The encoded_request field works like so:

encoded_request: <Base64 string>

For example:

encoded_request: "R0VUIFwgSFRUUA0KDQoK"

where R0VUIFwgSFRUUA0KDQoK is the base64-encoded equivalent of GET \ HTTP\r\n\r\n.

The older method of using raw_request is deprecated as it’s difficult to maintain and less portable than encoded_request.

Using The Correct HTTP Endpoint

The CRS project uses kennthreitz/httpbin as the backend server for tests. This backend provides one dedicated endpoint for each HTTP method. Tests should target these endpoints to:

  • improve test throughput (prevent HTML from being returned by the backend)
  • add automatic HTTP method verification (the backend will respond with status code 405 (method not allowed) to requests whose method does not match the endpoint)

Test URIs should be structured as follows, where <method> must be replaced by the name of the HTTP method the test uses:

#...
          method: <method>
          uri: /<method>/some/arbitrary/url
#...

Further Guidance on Rule Writing

Leaving Audit Log Configuration Unchanged

Former versions of CRS dynamically included the HTTP response body in the audit log via special ctl statements on certain individual response rules. This was never applied in a systematic way and, regardless, CRS should not change the format of the audit log by itself, namely because this can lead to information leakages. Therefore, the use of ctl:auditLogParts=+E or any other form of ctl:auditLogParts is not allowed in CRS rules.

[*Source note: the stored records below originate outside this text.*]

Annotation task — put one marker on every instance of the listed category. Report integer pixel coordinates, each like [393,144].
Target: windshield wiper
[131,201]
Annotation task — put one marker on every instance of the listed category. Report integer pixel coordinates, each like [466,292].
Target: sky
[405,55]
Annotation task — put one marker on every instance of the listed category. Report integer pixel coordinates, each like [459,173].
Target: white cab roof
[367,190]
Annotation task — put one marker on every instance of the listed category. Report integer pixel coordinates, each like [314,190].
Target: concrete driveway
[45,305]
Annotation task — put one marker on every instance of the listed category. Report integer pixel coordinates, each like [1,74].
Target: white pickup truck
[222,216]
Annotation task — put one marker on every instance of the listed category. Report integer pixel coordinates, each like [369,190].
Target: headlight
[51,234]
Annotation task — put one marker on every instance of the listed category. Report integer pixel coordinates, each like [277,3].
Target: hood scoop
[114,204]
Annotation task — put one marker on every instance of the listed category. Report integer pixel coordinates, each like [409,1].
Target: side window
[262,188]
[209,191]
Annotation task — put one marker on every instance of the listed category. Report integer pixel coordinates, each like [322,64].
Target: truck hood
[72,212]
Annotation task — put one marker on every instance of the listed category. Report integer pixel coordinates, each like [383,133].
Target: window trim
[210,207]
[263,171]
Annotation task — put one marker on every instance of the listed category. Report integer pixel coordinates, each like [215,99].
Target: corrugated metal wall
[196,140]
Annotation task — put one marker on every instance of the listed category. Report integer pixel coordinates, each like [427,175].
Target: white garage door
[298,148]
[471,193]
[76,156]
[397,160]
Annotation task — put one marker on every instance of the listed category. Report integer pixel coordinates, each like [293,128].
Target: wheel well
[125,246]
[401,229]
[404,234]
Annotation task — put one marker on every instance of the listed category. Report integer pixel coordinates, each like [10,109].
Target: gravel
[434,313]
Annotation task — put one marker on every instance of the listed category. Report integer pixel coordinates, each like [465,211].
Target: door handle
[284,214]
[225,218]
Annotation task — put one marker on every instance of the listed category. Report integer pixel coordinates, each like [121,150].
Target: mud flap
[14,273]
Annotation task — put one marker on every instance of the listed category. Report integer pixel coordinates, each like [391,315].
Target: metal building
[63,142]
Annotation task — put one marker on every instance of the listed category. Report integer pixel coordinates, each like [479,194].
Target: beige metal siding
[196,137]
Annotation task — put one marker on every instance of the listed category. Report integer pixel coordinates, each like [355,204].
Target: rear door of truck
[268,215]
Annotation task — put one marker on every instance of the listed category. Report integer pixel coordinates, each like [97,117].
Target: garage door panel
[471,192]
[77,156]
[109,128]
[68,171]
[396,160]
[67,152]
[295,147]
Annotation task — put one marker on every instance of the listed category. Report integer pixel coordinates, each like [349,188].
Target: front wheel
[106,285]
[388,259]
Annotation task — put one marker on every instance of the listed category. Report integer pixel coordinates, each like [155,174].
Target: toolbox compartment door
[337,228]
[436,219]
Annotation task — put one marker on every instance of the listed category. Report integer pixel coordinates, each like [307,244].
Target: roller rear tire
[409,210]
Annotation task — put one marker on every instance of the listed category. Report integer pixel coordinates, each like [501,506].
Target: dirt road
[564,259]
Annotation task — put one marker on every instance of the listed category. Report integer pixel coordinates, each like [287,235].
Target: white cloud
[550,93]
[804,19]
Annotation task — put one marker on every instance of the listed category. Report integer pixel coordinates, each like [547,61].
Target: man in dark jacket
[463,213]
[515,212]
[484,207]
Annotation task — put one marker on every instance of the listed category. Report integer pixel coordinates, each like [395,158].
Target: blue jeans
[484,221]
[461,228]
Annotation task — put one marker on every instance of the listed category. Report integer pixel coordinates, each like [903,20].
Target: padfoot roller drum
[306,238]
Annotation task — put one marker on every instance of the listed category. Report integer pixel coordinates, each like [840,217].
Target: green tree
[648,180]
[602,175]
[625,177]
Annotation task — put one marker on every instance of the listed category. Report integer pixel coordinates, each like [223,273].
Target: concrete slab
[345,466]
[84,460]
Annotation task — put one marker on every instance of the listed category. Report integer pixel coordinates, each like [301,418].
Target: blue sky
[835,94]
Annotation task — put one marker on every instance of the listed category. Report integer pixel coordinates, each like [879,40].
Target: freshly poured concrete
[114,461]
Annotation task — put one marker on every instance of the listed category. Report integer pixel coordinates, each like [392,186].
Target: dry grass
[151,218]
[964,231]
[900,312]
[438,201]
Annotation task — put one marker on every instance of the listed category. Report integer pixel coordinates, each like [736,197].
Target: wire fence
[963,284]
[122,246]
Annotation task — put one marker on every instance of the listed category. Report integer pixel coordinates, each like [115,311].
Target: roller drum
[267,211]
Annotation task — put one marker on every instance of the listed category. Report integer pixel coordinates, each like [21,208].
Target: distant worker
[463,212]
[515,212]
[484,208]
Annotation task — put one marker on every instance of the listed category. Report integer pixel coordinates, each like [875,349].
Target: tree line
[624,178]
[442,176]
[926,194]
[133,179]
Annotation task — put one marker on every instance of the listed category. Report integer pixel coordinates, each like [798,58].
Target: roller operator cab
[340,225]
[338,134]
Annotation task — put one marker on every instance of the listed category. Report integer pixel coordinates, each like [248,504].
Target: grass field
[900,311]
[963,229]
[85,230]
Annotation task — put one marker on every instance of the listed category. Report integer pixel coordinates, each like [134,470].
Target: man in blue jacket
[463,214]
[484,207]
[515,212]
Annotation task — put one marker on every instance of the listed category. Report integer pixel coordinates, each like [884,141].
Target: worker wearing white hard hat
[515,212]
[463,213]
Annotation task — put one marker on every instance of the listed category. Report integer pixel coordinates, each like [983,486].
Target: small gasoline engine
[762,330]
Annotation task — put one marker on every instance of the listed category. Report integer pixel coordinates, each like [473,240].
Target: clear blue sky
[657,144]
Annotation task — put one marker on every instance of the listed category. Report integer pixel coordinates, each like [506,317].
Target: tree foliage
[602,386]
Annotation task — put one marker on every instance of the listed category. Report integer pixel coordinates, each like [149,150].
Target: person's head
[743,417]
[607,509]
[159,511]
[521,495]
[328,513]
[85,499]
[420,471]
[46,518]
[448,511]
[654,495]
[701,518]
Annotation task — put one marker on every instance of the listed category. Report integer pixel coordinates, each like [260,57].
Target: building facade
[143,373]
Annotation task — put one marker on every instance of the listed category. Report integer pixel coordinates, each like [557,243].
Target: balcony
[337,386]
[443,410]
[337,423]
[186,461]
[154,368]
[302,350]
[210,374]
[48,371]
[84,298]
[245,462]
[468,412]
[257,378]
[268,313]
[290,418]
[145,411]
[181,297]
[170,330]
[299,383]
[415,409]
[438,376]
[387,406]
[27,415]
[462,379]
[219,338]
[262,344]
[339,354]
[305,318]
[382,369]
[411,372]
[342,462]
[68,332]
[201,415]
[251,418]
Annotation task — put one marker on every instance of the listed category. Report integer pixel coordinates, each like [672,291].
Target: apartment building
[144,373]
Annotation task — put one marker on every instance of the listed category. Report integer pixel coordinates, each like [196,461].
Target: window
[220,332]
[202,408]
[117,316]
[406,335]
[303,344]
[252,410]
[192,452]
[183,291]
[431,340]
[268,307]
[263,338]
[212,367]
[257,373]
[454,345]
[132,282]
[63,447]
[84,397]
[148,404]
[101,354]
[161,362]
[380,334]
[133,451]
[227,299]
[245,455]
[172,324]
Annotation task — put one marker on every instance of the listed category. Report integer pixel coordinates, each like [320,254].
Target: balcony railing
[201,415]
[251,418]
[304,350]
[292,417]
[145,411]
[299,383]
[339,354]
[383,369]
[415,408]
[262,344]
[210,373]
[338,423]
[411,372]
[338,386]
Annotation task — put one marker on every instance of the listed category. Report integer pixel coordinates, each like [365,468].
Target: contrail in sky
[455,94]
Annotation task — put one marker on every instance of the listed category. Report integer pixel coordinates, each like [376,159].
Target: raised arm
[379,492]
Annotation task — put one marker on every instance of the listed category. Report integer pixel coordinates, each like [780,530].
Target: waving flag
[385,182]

Non-Rules General Guidelines

  • Remove trailing spaces from files (if they’re not needed). This will make linters happy.
  • EOF should have an EOL.

The pre-commit framework can be used to check for and fix these issues automatically. First, go to the pre-commit website and download the framework. Then, after installing, use the command pre-commit install so that the tools are installed and run each time a commit is made. CRS provides a config file that will keep the repository clean.